The world’s biggest sovereign wealth fund is shaping its own analysis of risk factors as it looks for ways to boost returns and increase its global reach.
Because of its size -- currently $860 billion -- Norway’s wealth fund can’t rely on analysis and research that others have come up with, according to Ole Christian Bech-Moen, its chief investment officer for allocation strategies.
“It’s not easy for us to take an off-the-shelf factor strategy and implement it due to the sheer size of the fund,” he said in an interview on Wednesday after speaking at a conference in Oslo. “We operate in many different markets and trading costs vary a lot in the different markets, so we need to think thoroughly how to implement these strategies.”
Institutional investors, including Pacific Investment Management Co., have used a factor risk-approach that seeks to take advantage of specific risks and attributes such as market value, momentum, volatility or leverage when building a portfolio. Other major Nordic funds are also planning to implement a similar approach. Denmark’s biggest pension fund, ATP, said this week it’s seeking board approval to move to factor-based investing.

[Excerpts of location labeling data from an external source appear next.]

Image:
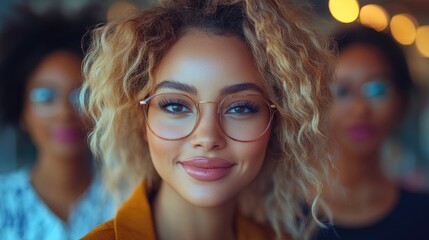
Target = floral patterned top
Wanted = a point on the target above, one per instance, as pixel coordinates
(23, 215)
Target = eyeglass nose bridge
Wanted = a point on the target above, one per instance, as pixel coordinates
(145, 104)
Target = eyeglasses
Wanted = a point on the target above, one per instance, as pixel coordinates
(242, 117)
(46, 100)
(375, 93)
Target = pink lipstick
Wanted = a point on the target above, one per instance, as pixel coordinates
(207, 169)
(361, 131)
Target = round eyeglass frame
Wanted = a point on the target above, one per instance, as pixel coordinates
(145, 103)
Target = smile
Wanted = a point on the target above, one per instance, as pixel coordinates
(207, 169)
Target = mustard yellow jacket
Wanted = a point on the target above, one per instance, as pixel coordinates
(133, 221)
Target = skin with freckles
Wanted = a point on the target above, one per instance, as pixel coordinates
(217, 111)
(199, 60)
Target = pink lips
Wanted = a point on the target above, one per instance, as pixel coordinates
(207, 169)
(361, 131)
(67, 134)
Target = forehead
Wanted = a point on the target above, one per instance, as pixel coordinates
(59, 69)
(204, 60)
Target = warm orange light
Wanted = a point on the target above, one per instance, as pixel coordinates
(375, 16)
(403, 28)
(422, 40)
(120, 9)
(345, 11)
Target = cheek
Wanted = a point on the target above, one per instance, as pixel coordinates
(162, 152)
(36, 127)
(252, 154)
(388, 116)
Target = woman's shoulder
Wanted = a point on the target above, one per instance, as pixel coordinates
(105, 231)
(14, 183)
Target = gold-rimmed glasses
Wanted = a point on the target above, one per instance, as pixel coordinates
(174, 116)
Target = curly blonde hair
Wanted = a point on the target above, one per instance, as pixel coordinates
(296, 67)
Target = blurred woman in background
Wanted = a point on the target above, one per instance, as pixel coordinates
(59, 197)
(371, 96)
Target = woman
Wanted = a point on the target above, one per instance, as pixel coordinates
(371, 95)
(218, 107)
(58, 197)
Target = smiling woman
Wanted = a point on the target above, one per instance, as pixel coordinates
(215, 111)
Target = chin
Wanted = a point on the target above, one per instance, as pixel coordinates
(207, 198)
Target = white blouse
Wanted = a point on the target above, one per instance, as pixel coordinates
(24, 216)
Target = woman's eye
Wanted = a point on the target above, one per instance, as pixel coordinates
(43, 95)
(375, 89)
(242, 108)
(174, 106)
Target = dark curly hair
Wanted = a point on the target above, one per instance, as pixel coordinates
(26, 38)
(391, 51)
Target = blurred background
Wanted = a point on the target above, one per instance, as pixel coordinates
(406, 155)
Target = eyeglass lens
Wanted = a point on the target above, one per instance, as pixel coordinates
(374, 92)
(241, 117)
(47, 98)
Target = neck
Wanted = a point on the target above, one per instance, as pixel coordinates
(175, 218)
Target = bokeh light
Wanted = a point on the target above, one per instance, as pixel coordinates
(345, 11)
(403, 28)
(374, 16)
(120, 9)
(422, 40)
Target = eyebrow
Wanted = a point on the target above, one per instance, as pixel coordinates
(223, 92)
(178, 86)
(239, 88)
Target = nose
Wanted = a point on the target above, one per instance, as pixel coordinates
(207, 134)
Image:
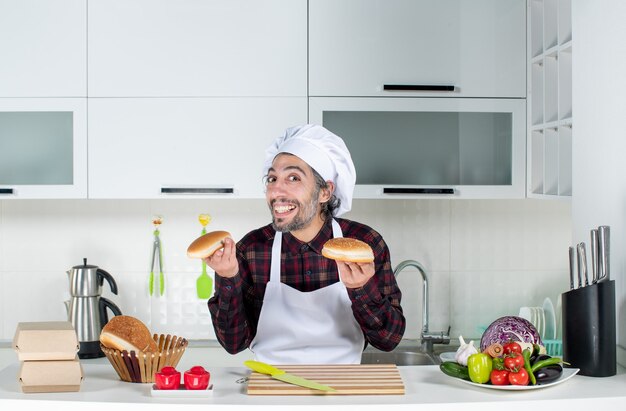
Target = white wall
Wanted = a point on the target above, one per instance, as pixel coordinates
(599, 134)
(486, 258)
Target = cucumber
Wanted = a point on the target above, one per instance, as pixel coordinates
(454, 369)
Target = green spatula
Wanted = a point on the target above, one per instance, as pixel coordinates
(204, 283)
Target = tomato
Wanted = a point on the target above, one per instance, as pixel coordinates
(511, 347)
(513, 361)
(519, 378)
(499, 377)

The Norwegian wealth fund is also looking at adding more risk, with those overseeing the investor now considering allowing it to boost its stock allocation beyond the current 60 percent. The fund also wants to add more real estate investments and buy infrastructure projects. It has been struggling to meet a 4 percent real return target amid record-low interest rates and volatile markets, and posted a $32 billion loss last quarter, its biggest in four years.

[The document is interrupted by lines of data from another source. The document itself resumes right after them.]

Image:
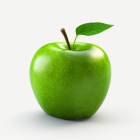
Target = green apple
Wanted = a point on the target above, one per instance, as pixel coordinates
(70, 84)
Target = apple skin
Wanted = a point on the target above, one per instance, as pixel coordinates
(70, 84)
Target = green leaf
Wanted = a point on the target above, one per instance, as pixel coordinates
(92, 28)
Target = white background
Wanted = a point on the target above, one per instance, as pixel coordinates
(26, 25)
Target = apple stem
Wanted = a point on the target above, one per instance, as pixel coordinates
(74, 41)
(66, 38)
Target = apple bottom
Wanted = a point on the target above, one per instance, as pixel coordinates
(70, 84)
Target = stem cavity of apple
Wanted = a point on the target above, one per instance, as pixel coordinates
(66, 38)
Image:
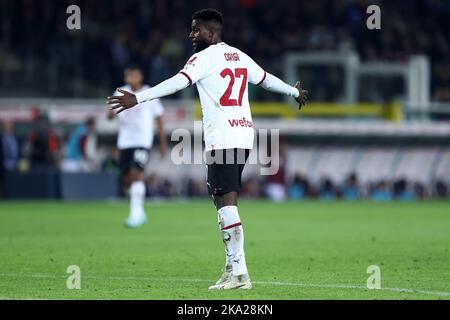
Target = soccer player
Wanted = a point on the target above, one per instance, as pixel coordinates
(221, 73)
(135, 141)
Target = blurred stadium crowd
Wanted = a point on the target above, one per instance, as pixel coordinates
(36, 45)
(44, 150)
(40, 57)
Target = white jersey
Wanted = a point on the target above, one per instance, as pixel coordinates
(222, 74)
(136, 125)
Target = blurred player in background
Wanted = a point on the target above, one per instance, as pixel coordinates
(221, 73)
(135, 139)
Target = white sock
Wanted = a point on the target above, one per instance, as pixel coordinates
(233, 238)
(137, 197)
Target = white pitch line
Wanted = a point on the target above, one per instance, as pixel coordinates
(268, 283)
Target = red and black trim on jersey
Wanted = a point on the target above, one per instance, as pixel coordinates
(262, 80)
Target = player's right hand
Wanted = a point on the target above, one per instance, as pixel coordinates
(121, 103)
(301, 99)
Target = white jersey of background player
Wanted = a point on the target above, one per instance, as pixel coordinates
(221, 73)
(135, 139)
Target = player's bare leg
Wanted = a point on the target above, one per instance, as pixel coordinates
(135, 181)
(235, 275)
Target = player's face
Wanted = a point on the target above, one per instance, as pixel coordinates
(133, 77)
(200, 35)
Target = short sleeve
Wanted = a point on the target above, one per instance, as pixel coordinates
(256, 74)
(157, 108)
(196, 68)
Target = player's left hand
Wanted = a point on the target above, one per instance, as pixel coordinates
(121, 103)
(301, 99)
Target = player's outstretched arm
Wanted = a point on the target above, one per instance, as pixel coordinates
(275, 84)
(128, 100)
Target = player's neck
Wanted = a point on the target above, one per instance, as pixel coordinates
(136, 88)
(216, 41)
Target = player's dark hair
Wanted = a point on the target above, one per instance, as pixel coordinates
(208, 15)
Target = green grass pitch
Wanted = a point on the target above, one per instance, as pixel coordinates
(301, 250)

With investments spread across 75 countries -- a figure that is growing -- the fund faces particular challenges in factor investing in smaller, less liquid markets, Bech-Moen said.
“Some of these strategies use more data than just the market prices so the data quality and access to data in different markets may also be of concern,” he said.

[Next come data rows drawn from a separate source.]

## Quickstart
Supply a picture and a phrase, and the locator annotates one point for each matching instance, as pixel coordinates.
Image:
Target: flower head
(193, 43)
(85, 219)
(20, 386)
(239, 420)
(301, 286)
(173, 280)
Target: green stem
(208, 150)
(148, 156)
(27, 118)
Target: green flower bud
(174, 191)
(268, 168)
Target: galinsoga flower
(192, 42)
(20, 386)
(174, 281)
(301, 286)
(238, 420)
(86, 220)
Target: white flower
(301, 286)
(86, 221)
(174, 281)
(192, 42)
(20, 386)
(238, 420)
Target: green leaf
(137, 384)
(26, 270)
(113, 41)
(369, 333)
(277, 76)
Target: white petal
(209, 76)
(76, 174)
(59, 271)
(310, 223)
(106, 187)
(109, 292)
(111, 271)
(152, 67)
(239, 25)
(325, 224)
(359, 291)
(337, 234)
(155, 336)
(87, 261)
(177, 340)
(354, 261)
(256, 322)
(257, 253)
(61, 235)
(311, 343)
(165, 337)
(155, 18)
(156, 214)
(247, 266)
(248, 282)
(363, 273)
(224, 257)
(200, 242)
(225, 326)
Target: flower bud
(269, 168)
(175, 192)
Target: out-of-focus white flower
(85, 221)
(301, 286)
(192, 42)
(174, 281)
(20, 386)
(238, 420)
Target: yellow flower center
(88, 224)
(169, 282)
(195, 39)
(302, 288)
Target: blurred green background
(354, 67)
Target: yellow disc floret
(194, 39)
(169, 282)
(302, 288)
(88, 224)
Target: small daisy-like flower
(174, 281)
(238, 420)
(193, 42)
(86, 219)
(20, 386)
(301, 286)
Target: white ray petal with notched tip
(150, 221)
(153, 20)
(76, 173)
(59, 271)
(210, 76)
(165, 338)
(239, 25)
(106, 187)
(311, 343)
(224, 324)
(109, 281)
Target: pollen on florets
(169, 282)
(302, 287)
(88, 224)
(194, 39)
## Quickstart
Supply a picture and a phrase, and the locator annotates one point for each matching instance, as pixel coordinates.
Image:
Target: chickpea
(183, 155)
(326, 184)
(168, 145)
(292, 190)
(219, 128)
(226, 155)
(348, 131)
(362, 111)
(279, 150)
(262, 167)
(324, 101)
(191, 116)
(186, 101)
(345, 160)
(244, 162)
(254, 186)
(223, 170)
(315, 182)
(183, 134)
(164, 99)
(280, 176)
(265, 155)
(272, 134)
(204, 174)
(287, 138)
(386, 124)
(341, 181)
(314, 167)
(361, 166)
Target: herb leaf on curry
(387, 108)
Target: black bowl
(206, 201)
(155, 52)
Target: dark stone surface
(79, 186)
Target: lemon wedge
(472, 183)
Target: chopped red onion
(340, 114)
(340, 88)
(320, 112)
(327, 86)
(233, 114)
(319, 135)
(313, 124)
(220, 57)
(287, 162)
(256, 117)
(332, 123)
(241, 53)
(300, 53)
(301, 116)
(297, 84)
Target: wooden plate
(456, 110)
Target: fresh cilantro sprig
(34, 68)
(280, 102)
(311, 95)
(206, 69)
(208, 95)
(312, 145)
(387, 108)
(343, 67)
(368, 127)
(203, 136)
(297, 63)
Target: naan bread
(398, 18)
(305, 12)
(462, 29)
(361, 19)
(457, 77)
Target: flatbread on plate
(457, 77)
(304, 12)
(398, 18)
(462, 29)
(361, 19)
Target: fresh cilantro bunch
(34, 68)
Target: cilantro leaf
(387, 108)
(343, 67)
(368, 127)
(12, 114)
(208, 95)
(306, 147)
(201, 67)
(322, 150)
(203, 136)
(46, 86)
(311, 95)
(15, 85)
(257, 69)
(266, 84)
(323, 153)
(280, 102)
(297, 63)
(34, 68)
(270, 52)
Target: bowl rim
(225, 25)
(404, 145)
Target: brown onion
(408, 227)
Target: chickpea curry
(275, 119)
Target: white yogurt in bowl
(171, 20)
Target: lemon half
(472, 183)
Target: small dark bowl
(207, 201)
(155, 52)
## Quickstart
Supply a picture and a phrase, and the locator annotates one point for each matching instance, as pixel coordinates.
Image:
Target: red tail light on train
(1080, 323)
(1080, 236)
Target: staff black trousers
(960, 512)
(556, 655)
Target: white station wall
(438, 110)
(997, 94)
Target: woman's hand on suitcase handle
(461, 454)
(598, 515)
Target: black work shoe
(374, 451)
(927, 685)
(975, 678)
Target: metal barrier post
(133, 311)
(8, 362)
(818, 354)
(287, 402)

It also faces challenges of cash-flow as the government will next year make its first ever withdrawal to cushion the nation from the slump in oil, which has been the lifeblood of the fossil-fuel-reliant economy. The fund has grown more than six-fold during an oil-price boom over the past decade.
While a decline in flows into the fund so far hasn’t impacted its strategy, it will make it more cumbersome to shift course in the years ahead, according to Bech-Moen.
“If you have no inflow and you want to change the portfolio composition, you have to sell something before you buy something,” he said. “So changes may take a little bit longer to implement.”